Abstract

This paper rereads Samguk Yusa “Tapsang” based on the critical media literacy theory and deconstruction. The new media literacy theory reconceptualizes and historicizes the concepts of orality, literacy, and media in the context of the Samguk Yusa, the context of publication, and present acceptance.
 In “Tapsang,” the themes and forms of each story, or section(jo), which cannot be easily generalized and categorized, are gathered. “Gasubulyeonchasok” and “Jeonhusochangsari” refer to these characteristics as the heterogeneity and diversity of the text, “Gasubulyeonchasok” and “Jeonhusochangsari.” This is because various records and oral materials are cited and edited in these two sections, and the voice of the author or the compilation is intervened in various forms, such as chan, commentary, and reports between these oral and literacy transmissions.

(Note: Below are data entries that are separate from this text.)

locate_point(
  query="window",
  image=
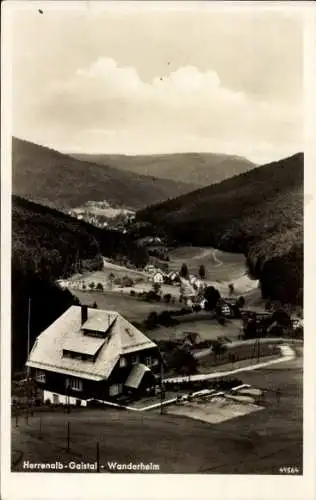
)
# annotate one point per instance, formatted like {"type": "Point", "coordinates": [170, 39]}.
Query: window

 Therefore, this paper proposes analyzing citations, which are the main mechanisms for creating textual heterogeneity and diversity in “Tapsang” and reading its citations as performative enunciations rather than references. Reading citations as referential enunciations directs an accurate referent, testifies to the historical context, and reveals and excavates objects that authentically exist. In contrast, performative enunciations create, accumulate, and archive referents through a network of enunciations. I tried to explain the effect of citation as a performative enunciation through its analogic relationship with the pagoda or Buddha statue as a trace (medium) of the existence and absence of the sacred.